Gayatri: Because there is a really complicated checkpoint cross between Baghdad and Fallujah and that’s like the, it’s, it’s controlled by five different bodies. So the military, the intelligence, the interior ministry, the army and the police,
Justine: Goodness gracious.
Gayatri: And you have to get a clearance from all of them to be able to cross in and out. And there’s always something that’s missing. I mean, fair enough because it’s a country that’s facing a lot of problems when it comes to internal security. So I completely understand that. They want to be absolutely sure who’s passing through and coming back in . And then you have equipment that looks, you know, VR equipment is not very commonly. It’s hard to explain what it is. So we spend like hours and hours at checkpoints and that means that the time you have to actually go and do your work is very limited because there’s also, you know, by sunset you need to be back in the hotel because it’s not as safe to be on the road when it’s late. So you had maybe a day that would be four or five hours and you had to be very, very concentrated and get as much work done. And we were working, we were using photogrammetry to create, the piece. And, sometimes we had to, you know, when the light went down, we had to… In total we made about 5,000 pictures of the, of the house of Amines House and in the experience then you can walk through this house and meet him and speak to him. And in this process of making these pictures, sometimes the, the light was not so good, so we had to make you know, long exposure pictures and you can imagine like every photo taking seven seconds and you have to take 400 pictures in a room or is that, it takes a long time. So it was high, like high pressure and you can’t make mistakes. That was really difficult.

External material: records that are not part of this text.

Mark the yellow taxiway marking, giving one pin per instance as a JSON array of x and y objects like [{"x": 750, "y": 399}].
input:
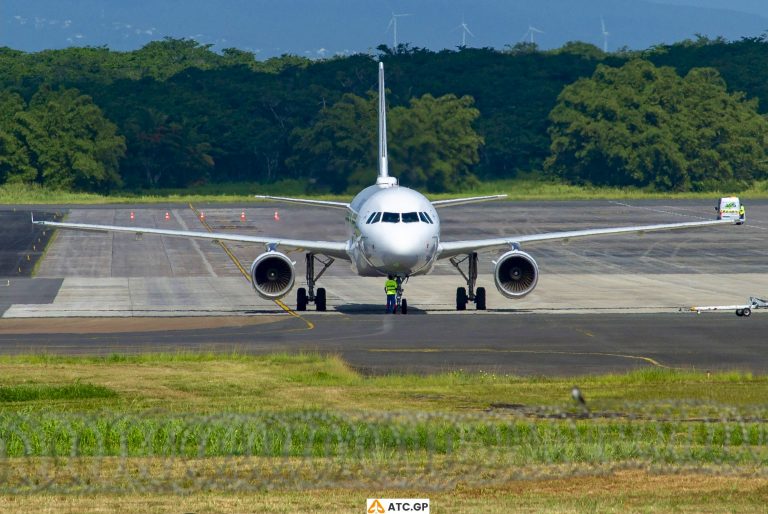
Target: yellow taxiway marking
[
  {"x": 534, "y": 352},
  {"x": 247, "y": 275}
]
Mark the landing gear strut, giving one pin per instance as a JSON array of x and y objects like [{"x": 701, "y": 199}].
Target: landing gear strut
[
  {"x": 302, "y": 295},
  {"x": 401, "y": 303},
  {"x": 463, "y": 296}
]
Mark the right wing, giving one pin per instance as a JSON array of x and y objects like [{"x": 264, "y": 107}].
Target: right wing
[
  {"x": 329, "y": 248},
  {"x": 453, "y": 248},
  {"x": 316, "y": 203},
  {"x": 461, "y": 201}
]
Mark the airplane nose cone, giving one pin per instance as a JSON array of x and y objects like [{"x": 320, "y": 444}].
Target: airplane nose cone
[{"x": 403, "y": 254}]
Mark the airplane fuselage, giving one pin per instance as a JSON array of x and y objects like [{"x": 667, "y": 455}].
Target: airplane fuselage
[{"x": 392, "y": 230}]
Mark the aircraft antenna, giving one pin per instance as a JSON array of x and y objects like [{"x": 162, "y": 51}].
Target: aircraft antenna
[
  {"x": 530, "y": 33},
  {"x": 464, "y": 31},
  {"x": 393, "y": 25},
  {"x": 605, "y": 35}
]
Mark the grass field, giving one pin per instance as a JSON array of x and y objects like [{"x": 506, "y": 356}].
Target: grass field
[
  {"x": 205, "y": 383},
  {"x": 517, "y": 189},
  {"x": 306, "y": 432}
]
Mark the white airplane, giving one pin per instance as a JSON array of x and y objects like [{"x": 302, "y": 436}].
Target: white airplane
[{"x": 393, "y": 230}]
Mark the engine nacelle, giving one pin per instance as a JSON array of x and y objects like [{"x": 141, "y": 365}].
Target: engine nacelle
[
  {"x": 272, "y": 275},
  {"x": 516, "y": 274}
]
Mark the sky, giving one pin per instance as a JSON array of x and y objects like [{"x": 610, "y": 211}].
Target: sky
[{"x": 322, "y": 28}]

Justine: Wow. Yeah. 450, you know, perfection times for 50 that’s a complicated formula. Wow. This has been a very illuminating conversation. Thank you so much Gayatri speaking with us and I wish you more success and even more funding for your, for your two projects.
Gayatri: Thank you. Thank you so much Justine.
Home after war
Home After War was directed by Gayatri Parameswaran from NowHere Media in partnership with the Geneva International Centre for Humanitarian Demining (GICHD). The experience takes the viewer into the tragic, real-life story of an Iraqi family’s return to Fallujah after being displaced from their home by war. Viewers walk through Ahmaied’s home, which still shows signs of damage, hearing his story and learning about the ever-present threat posed by IEDs and what it’s like to fear the home you once loved.
In the VR experience KUSUNDA, you explore the memoirs of Gyani Maiya Sen, an 83-year-old indigenous woman who is the last speaker of an endangered language. By using your voice to speak in Kusunda, you trigger interactive journeys into Gyani Maiyas past and learn about a unique language and culture.